Egon
Epic Contributor
If'n clean water is a need one of these will work quite well.
I think a lot of you are over-worrying about storing gasoline and water. While it is a real problem, it can be virtually eliminated by rotating your stock and using a filter/water separator.
Anyone remember these?
View attachment 455367
You can survive several months without food, only several days without clean water. Drinking water that'll make you sick is even worse. Gallon jugs are good , but tend to leak, especially if sat on concrete. Also you don't want to eat if you don't have clean water to drink. Water heaters and water bobs for bathtub can be a good emergency water source. 55 gal food grade barrels and 275 gal cage totes are better. Lexingtoncontainer.com is a good place to see what's available.
As far as fuel we have 1000 gal propane, 300 gal non ethanol gas & 100 gal diesel on hand. These are used constantly and replenished at about 50%. Gas/ propane generators, Agm battery banks & solar panels are always at the ready JIC.
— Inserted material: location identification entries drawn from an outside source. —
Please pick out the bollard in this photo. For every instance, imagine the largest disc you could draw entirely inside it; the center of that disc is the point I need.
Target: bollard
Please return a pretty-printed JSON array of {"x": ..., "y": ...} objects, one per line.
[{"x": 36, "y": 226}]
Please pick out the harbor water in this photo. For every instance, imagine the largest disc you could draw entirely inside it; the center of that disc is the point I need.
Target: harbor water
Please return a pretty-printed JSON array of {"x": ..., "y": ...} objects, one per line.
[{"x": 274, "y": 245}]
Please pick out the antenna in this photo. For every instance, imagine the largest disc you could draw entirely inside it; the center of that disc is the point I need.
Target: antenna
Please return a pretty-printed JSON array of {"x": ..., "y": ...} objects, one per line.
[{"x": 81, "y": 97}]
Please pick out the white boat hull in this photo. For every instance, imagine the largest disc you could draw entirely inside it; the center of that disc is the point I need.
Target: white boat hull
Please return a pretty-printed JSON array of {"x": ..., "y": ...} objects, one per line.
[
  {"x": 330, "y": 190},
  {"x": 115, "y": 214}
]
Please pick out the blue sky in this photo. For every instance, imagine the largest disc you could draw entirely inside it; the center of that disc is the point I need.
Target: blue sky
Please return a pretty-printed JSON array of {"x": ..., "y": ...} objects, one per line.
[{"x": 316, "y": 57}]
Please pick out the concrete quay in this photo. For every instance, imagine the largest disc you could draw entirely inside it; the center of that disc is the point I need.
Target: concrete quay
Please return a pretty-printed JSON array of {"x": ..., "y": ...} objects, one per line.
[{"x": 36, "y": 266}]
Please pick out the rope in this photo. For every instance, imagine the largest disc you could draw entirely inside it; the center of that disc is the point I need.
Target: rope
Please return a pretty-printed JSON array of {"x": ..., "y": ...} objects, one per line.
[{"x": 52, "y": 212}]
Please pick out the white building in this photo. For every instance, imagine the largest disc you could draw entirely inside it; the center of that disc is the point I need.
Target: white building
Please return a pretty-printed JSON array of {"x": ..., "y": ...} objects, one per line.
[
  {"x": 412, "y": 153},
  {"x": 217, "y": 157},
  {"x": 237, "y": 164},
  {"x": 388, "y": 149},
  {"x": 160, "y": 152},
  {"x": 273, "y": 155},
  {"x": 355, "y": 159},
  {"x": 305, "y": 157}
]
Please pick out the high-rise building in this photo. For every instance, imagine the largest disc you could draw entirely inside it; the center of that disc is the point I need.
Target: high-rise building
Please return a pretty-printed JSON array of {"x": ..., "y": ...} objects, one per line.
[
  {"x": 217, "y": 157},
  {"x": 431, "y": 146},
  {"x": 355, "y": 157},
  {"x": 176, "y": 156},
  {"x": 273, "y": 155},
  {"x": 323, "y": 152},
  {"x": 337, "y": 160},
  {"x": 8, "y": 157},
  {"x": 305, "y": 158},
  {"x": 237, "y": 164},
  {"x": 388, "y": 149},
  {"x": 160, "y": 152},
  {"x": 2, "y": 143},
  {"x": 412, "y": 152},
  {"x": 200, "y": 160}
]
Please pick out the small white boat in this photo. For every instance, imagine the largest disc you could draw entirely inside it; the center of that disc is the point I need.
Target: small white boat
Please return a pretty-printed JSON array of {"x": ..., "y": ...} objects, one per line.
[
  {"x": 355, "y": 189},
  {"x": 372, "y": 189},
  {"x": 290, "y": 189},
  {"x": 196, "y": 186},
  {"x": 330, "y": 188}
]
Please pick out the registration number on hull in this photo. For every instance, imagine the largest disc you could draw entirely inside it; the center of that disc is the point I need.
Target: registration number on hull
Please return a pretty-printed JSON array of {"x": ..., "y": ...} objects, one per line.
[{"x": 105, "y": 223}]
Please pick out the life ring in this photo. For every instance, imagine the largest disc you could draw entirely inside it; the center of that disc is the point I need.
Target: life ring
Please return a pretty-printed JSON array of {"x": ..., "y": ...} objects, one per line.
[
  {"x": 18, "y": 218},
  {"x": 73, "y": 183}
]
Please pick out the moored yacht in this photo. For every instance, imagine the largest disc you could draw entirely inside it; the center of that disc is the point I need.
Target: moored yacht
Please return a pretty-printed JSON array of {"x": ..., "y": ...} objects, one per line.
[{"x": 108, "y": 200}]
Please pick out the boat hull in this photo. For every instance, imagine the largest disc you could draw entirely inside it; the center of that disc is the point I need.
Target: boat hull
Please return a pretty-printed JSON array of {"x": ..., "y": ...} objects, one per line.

I like propane. We keep 3 five hundred gallon tanks, two always kept in reserve, plus dozen 100lb bottles (23gal ea). Plenty of fuel, as above. Grid electric is backed up by 11kw solar with AGM battery bank.
Water, we have two sources. A gravity fed spring that we've used for 30+ years, with 3,000 gallons of storage. A drilled well with submersible pump as a backup to the spring.
Both feed into a utility room in the basement. By switching valves, we can run off either. Recently put a booster pump on the spring line as the gravity feed only gives 25psi (which we lived with for 30 years). Now the house pressure is 55-75psi....a vast improvement. Ran the lines so we can still bypass the pump and use the gravity spring directly as well.
Everything runs thru a screen filter, then a 5 micron whole house filter, then a UV sterilizer light.
![]()
![]()
Man, that is a nice setup.
I have a similar spring fed well, that would feed the house by gravity, but always wrestled with the time and cost associated with burying a line a few hundred feet to connect to it.